The main advantages of staying on Deck 1 of a cruise ship are combatting seasickness and the price. Cabins on the lower decks are often cheaper than those on the upper decks and this holds true for deck 1.
Another possible advantage is if your cruise itinerary involves any ports that require tenders (smaller boats that transfer passengers from the ship to shore), those tenders are often located on Deck 1. This means that you won’t have to climb up or down stairs to get to the tender, which can be especially helpful if you have mobility issues.
Advantages and Disadvantages of Deck 1 on a Cruise Ship
Below we summarise the pros and cons of a cabin on deck 1 or the lowest deck of the ship for passengers.
Advantages of Deck 1 (or lowest deck):
- Better close-up view of any sea life (whales, dolphins)
- Accessible cabins for people with disabilities
- Closer proximity to key areas such as reception & customer service desk
- Easy access to tenders that are on lower decks
- Cheaper cabins
- No balcony
Disadvantages of Deck 1 (or lowest deck):
- Comparatively poor long-distance panoramic views
- The lowest deck is closest to the engine room & propeller noise
- Unlikely to have the option of balcony cabins
- Further away from Lido decks and outdoor movie screens, buffets, etc
Frequently Asked Questions
Do Carnival Cruise Ships Have a Deck 1?
Carnival varies its first deck numbers depending on the ship. For example, Carnival Breeze and Conquest start with a deck one which they name Riviera.
They then refer to Deck 2 as the “Main Deck” and Deck 3 as the “Lobby”.
For other cruise ships such as Carnival Celebration, the first deck for passengers is Deck 4.
Where’s Deck 1 on a Royal Caribbean Cruise Ship?
Royal Caribbean doesn’t have a deck one on their vessels.
Their ship deck plans tend to start with a deck 2 or a deck 3 as the first deck.
Here are some examples of the first numbered decks on these ships:
- Adventure of the Seas – deck 2
- Allure of the Seas – deck 3
- Anthem of the Seas – deck 2
- Grandeur of the Seas – deck 2
- Symphony of the Seas – deck 3
Where is deck 1 Disney Cruise Ship?
All 5 Disney Cruise ships have a deck 1. It’s the lowest deck on the deck plan.
Do Celebrity Cruises Have a Deck 1?
Celebrity cruise ships do not have a deck 1.
They start their deck plan for booking passenger cabins with either a deck 2 or a deck 3.
What is Deck One Used For?
The usage of Deck One can vary between cruise lines, but it is mostly utilized for storage, crew quarters, or engine rooms.
However, you can book a cabin on Deck One on some cruise lines.
Is Deck One Top or Bottom of a Ship?
Deck one is always a lower deck on a cruise ship. Higher deck numbers mean you are closer to the top of the ship.
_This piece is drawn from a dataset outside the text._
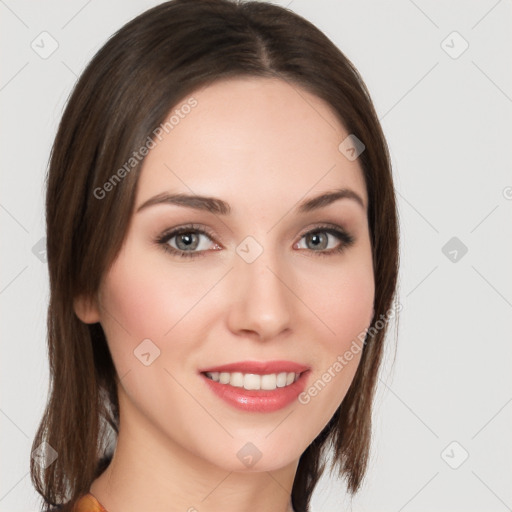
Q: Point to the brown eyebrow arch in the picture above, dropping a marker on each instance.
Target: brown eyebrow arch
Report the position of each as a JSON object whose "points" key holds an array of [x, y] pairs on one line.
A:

There is no definitive answer to whether or not Deck 1 on a cruise ship is good or bad. It really depends on your preferences and what you are looking for in a cruise experience.
If you have disability issues or suffer from seasickness and deck one of the lowest numbered deck on your ship for passengers is likely to be good for you.
Depending on where you are on deck one you may incur some extra noise from the crew-only decks below, such as the engine and laundry rooms plus other workings of the ship.